Even if you’re not spiritual, you can find a mandala tattoo design that you like from an aesthetic point of view. When you’re searching for new tattoo ideas, it’s easy to fall into the trap of just looking for the most appealing or exciting artwork you can find. However, choosing a spiritual symbol as the inspiration for your next session in the chair could give you a little more meaning out of your tattoo. Consider a mandala inspired geometric pattern to take your skin art to the next level. Find out how to use mandalas without making the mistake of cultural appropriation by finding designs that aren’t genuinely used for religious purposes.
The Origins of Mandala Tattoo Designs
Mandalas are symbols used primarily in Asian cultures, especially in Tibet, Nepal, China, Japan, and India. They’re all composed of thousands of geometric and figurative designs that are combined to create highly meaningful, multi-layered works of art.
Each traditional mandala is used in serious religious ceremonies. Some are created from scratch each time to represent the fleeting nature of life or to heal a sick individual. Others are permanently painted and carved to be used as focal points for meditation and contemplation.
All true mandalas feature a circular shape because the word means circle in Sanskrit. Yantras are Hindu patterns with similar complexity and purposes, but they’re not limited to the circle shape.
Why You Shouldn’t Get A Religious Mandala Tattoo
When you see the beauty and intricacies of a real Buddhist Kalachakra design, it’s easy to fall in love with the colors and desire to get it tattooed on your body. However, all the religions that use mandalas find this practice very insulting. Many mandalas physically represent deities on the physical plane, so it’s like having Jesus or Mohammed tattooed on your arm.
These designs aren’t supposed to be used as decorations for clothing, electronics, or posters either. It’s fine to buy wall hangings made correctly by members of the religion if they’re offered openly for sale by a temple, since these items are designed for outsiders to use for their own spiritual purposes.
Alternative Mandala Ideas for Tattoos
You shouldn’t get exact copies of historical mandalas tattooed on yourself, but you can still find plenty of beautiful mandala-inspired designs to choose from for your ink. There’s absolutely nothing wrong with artwork created by modern artists who take inspiration from the look of ancient religious symbols and adapts them to modern times.
For example, most lotus mandala designs from history feature either a small lotus in the very center or petals arrayed around one of the circular lines. If you find a drawing where the entire circle is a large lotus flower with smaller symbols packed into the petals, it’s a fine design for a tattoo because it’s never been used for important ceremonies.
Hiring an artist to create a brand new mandala design for you is a great way to get a piece that fits your preferences, and you’ll know for sure that it won’t offend anyone.

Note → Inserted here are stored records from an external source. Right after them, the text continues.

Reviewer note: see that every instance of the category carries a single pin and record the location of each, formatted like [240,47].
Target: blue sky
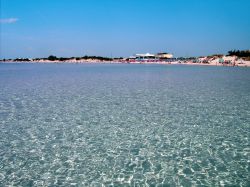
[39,28]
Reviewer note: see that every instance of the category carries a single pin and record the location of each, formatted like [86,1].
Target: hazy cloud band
[9,20]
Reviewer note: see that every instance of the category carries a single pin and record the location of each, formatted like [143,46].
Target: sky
[121,28]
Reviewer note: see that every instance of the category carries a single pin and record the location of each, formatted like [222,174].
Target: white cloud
[9,20]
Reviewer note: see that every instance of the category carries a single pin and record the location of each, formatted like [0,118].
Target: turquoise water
[124,125]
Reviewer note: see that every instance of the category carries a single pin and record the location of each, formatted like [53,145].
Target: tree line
[238,53]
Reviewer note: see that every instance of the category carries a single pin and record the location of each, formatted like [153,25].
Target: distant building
[164,55]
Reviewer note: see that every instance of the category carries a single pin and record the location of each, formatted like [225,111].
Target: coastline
[236,64]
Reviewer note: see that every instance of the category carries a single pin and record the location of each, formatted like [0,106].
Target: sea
[124,125]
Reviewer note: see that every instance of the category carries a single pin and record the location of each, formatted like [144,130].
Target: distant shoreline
[237,64]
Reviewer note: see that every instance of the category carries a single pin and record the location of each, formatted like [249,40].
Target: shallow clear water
[124,125]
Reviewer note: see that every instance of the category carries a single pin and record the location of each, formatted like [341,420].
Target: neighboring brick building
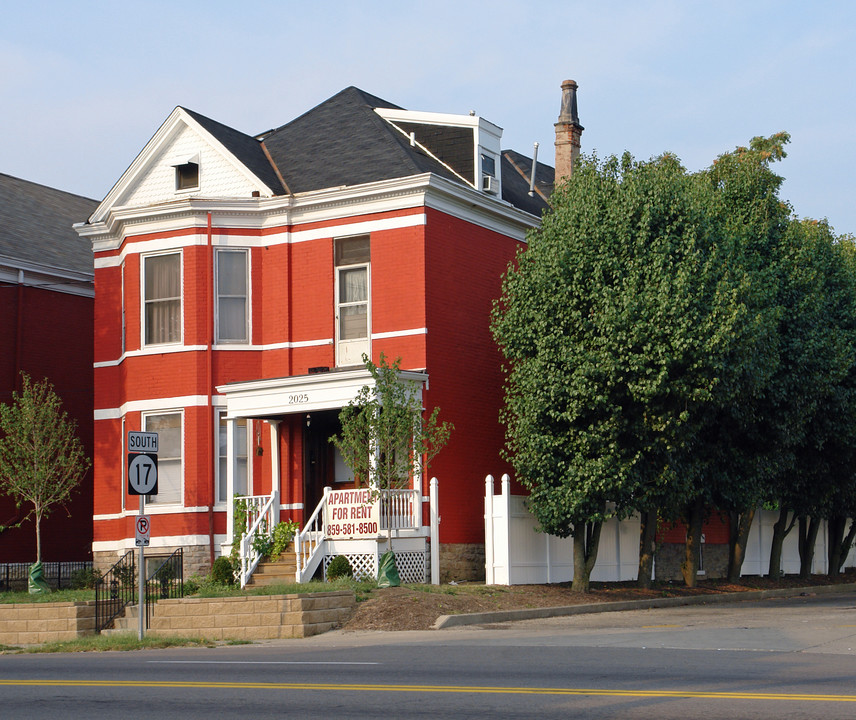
[239,279]
[46,306]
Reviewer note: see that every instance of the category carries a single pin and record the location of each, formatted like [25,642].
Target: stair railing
[309,542]
[114,590]
[167,581]
[261,520]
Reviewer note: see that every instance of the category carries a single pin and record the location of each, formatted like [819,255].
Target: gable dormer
[469,145]
[191,156]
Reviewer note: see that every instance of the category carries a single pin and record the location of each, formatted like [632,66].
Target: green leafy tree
[618,323]
[386,438]
[41,458]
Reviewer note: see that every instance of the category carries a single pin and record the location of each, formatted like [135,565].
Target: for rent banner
[351,514]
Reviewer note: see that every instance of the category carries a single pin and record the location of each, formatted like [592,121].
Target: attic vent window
[187,176]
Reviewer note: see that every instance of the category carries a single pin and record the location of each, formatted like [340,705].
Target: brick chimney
[568,132]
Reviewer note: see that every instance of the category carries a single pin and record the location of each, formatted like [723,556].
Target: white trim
[399,333]
[162,350]
[153,148]
[151,405]
[243,242]
[151,509]
[154,504]
[157,542]
[174,343]
[248,330]
[327,205]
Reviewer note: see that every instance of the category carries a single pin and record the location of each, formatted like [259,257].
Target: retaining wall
[257,617]
[32,623]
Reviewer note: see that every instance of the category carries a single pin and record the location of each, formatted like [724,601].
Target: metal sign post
[142,481]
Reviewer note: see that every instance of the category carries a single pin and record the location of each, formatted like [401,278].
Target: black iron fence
[59,575]
[114,590]
[167,581]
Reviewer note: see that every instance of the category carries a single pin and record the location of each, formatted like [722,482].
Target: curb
[447,621]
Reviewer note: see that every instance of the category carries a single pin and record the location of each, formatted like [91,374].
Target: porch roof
[275,397]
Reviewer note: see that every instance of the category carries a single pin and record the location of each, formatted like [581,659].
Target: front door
[319,456]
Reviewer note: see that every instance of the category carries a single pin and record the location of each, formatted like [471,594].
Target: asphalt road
[772,659]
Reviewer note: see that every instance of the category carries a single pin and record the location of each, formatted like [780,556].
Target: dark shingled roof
[35,225]
[516,171]
[344,142]
[247,149]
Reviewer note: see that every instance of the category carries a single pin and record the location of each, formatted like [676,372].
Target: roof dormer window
[187,176]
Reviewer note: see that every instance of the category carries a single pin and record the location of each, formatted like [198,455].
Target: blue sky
[84,85]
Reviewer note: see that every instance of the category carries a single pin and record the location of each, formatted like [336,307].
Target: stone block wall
[260,617]
[670,556]
[462,561]
[33,623]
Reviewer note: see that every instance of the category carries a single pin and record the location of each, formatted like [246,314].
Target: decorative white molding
[150,405]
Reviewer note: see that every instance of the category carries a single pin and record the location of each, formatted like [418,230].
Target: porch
[336,518]
[359,524]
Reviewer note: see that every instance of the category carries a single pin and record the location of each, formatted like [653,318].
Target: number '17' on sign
[142,474]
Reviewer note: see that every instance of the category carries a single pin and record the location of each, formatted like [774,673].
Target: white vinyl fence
[515,554]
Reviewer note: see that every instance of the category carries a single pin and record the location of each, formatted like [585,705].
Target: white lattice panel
[411,566]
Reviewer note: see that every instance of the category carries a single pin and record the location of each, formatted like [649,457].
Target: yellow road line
[710,695]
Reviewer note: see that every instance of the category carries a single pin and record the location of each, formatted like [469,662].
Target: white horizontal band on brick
[168,541]
[399,333]
[250,241]
[359,228]
[152,509]
[159,350]
[151,404]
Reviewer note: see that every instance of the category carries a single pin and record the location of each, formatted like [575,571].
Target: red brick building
[46,307]
[240,278]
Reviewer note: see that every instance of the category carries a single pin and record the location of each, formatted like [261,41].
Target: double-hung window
[232,296]
[162,299]
[241,444]
[170,441]
[353,316]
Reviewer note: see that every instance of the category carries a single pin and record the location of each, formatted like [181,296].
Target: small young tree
[386,439]
[41,458]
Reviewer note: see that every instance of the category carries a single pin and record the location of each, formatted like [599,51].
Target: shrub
[339,566]
[222,571]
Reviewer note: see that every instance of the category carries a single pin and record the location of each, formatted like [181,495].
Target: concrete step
[273,573]
[129,622]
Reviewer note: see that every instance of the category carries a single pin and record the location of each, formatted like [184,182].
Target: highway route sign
[143,527]
[142,474]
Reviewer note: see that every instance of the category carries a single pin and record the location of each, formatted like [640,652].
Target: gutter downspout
[19,332]
[209,257]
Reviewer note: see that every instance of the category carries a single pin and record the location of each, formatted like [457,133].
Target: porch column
[231,472]
[275,469]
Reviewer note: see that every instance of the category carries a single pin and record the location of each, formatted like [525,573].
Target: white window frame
[247,314]
[337,270]
[144,416]
[190,188]
[219,415]
[143,259]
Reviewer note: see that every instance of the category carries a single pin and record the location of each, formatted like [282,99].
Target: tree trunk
[741,524]
[808,529]
[835,539]
[647,547]
[781,528]
[839,545]
[38,518]
[689,567]
[586,541]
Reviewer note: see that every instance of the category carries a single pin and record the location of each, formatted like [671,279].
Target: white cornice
[326,205]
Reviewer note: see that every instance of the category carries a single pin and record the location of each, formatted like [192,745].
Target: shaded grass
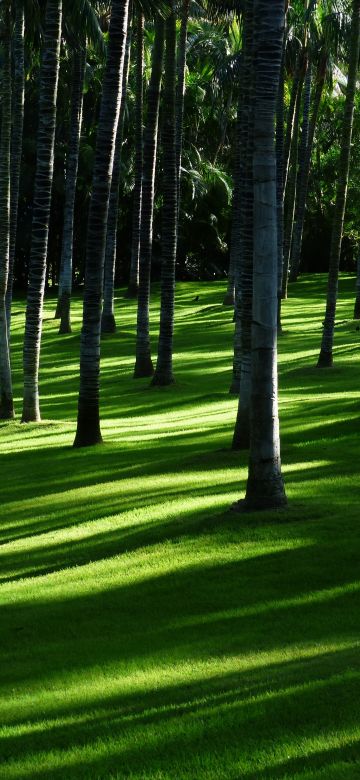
[146,631]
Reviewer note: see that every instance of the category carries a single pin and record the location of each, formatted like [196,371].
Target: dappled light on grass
[147,631]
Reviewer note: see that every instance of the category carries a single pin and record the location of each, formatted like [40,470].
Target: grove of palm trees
[179,389]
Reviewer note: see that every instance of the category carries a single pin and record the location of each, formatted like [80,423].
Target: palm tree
[6,396]
[41,208]
[133,287]
[265,488]
[143,363]
[18,98]
[88,422]
[164,369]
[326,352]
[66,263]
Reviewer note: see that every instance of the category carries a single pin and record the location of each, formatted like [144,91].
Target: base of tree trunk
[143,368]
[325,359]
[234,388]
[162,380]
[88,432]
[108,324]
[6,408]
[229,299]
[132,290]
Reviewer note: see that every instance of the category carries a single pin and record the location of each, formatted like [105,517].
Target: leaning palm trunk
[18,97]
[265,487]
[6,396]
[108,323]
[164,370]
[66,263]
[88,422]
[241,437]
[180,91]
[49,74]
[135,244]
[304,178]
[291,193]
[326,352]
[143,364]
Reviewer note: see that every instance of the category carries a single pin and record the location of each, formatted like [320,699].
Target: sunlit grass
[146,631]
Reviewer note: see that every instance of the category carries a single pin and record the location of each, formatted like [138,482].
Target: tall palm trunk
[108,323]
[265,488]
[164,370]
[18,99]
[49,74]
[326,352]
[304,176]
[180,91]
[135,244]
[66,263]
[143,363]
[241,437]
[6,396]
[88,422]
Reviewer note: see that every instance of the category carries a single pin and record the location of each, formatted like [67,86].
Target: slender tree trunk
[180,92]
[265,488]
[164,369]
[304,179]
[108,323]
[6,396]
[18,98]
[291,191]
[88,422]
[66,263]
[135,245]
[143,363]
[357,297]
[241,437]
[326,352]
[49,75]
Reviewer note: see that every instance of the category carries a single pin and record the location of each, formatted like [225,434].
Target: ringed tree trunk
[265,487]
[88,421]
[326,353]
[6,396]
[164,369]
[18,99]
[66,263]
[304,175]
[108,323]
[241,437]
[49,74]
[143,362]
[133,287]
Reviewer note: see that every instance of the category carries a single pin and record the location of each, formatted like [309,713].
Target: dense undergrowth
[147,631]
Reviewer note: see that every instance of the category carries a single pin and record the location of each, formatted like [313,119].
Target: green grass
[147,632]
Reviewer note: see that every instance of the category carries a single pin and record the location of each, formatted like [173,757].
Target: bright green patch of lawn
[146,631]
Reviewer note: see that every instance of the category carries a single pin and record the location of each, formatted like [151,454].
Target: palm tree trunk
[108,323]
[18,99]
[304,177]
[180,91]
[66,263]
[135,244]
[49,74]
[143,363]
[265,487]
[164,370]
[326,352]
[88,422]
[6,396]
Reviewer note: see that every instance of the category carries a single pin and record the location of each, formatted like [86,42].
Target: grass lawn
[147,632]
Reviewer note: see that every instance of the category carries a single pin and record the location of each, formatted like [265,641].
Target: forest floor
[148,632]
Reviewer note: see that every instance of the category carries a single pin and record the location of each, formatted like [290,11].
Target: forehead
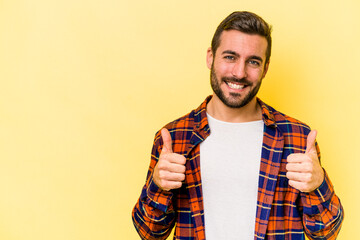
[242,43]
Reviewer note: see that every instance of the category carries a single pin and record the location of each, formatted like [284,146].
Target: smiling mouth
[236,86]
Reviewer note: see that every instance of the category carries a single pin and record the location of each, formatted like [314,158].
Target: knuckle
[182,178]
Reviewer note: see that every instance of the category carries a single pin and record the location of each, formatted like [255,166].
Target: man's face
[238,67]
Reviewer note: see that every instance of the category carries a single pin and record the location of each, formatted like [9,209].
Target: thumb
[310,142]
[167,147]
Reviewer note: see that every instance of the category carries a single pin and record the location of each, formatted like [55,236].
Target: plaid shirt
[282,211]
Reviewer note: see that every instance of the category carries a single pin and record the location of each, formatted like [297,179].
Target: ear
[266,68]
[209,58]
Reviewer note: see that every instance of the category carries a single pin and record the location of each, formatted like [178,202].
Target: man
[235,168]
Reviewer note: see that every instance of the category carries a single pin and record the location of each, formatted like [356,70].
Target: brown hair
[246,22]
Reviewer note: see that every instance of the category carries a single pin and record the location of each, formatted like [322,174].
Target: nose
[239,70]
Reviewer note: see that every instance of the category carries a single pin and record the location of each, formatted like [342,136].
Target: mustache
[237,80]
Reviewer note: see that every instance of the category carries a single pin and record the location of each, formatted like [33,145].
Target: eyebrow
[238,55]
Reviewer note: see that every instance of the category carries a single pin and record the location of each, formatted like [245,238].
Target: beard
[235,100]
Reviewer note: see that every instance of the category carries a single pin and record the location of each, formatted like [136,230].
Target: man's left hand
[303,169]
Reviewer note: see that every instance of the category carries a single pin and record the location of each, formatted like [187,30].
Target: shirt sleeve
[153,215]
[322,211]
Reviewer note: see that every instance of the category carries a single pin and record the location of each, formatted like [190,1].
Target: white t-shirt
[229,164]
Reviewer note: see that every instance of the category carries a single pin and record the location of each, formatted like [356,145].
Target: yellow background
[84,86]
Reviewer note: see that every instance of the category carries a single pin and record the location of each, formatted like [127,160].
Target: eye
[229,57]
[254,63]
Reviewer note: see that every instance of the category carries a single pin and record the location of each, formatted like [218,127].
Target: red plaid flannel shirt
[282,211]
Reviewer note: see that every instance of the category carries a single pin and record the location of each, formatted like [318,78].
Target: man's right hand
[169,172]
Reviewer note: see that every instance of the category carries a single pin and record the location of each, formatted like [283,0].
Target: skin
[238,61]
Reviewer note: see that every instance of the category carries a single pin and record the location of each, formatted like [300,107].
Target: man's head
[245,22]
[239,58]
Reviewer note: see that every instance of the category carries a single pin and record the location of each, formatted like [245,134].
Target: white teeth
[235,86]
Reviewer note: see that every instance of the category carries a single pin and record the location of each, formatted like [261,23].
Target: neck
[250,112]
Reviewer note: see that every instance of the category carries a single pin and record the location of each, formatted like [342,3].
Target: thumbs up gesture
[303,169]
[169,171]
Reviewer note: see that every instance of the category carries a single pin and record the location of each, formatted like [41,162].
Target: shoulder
[183,127]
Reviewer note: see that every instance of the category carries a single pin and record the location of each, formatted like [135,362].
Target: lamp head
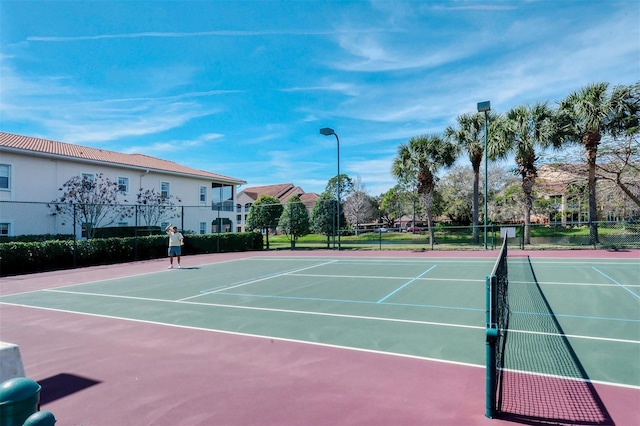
[484,106]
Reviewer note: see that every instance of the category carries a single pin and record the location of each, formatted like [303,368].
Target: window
[5,176]
[87,180]
[222,198]
[123,185]
[164,189]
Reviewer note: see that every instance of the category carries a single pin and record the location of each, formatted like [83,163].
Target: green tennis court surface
[429,308]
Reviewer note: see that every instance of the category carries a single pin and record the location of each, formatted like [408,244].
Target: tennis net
[543,380]
[497,322]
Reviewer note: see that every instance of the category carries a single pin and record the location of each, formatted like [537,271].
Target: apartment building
[32,171]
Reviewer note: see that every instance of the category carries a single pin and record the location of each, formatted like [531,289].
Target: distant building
[282,192]
[33,169]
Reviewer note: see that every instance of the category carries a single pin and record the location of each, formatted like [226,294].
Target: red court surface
[105,371]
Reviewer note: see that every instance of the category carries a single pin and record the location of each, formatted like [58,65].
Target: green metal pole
[490,349]
[486,185]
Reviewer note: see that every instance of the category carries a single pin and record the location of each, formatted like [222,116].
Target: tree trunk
[475,207]
[591,141]
[527,187]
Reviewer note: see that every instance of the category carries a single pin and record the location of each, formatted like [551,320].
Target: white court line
[616,282]
[388,277]
[258,280]
[573,284]
[287,311]
[303,342]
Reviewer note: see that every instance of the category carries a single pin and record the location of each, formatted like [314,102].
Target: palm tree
[470,136]
[585,116]
[519,132]
[417,164]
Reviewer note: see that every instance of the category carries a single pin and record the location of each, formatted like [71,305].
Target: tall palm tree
[585,116]
[417,164]
[520,131]
[470,136]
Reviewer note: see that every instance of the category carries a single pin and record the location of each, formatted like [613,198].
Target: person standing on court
[176,240]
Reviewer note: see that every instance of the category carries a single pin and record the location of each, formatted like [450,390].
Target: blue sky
[241,88]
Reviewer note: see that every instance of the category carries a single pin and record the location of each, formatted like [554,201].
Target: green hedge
[29,257]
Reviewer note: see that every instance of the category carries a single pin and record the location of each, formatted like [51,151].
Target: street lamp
[485,107]
[327,131]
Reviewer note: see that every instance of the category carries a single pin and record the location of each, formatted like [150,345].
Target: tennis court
[326,337]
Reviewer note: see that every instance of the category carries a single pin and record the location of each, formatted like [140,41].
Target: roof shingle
[45,146]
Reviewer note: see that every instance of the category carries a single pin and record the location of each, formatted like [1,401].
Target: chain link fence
[28,221]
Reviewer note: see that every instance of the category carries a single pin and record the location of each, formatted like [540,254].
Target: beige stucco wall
[36,178]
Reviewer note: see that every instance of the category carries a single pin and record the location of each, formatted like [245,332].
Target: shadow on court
[557,390]
[62,385]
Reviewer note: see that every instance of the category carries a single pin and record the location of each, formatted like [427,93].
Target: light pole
[485,107]
[327,131]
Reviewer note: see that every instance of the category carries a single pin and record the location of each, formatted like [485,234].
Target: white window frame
[9,227]
[165,193]
[8,176]
[126,184]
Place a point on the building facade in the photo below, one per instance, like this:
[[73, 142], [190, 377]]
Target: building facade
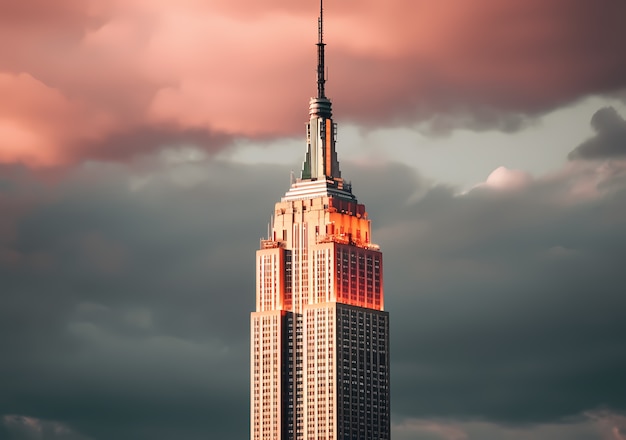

The Tattoo Meaning of a Mandala
Modern mandala meanings tend to all link to spirituality in general. Many New Age artists craft Celtic inspired mandala designs that are like the classic knots taken to a new level. The exact meaning usually varies based on the other symbolism worked into the pattern.
Sun and moon mandalas are commonly used for tattoos because it connects the wearer with the cycles of nature. Other people choose these tattoos in order to remind themselves to think about the bigger picture. The complexity and interlocking lines help you focus on staying conscious instead of falling into the same old patterns and habits.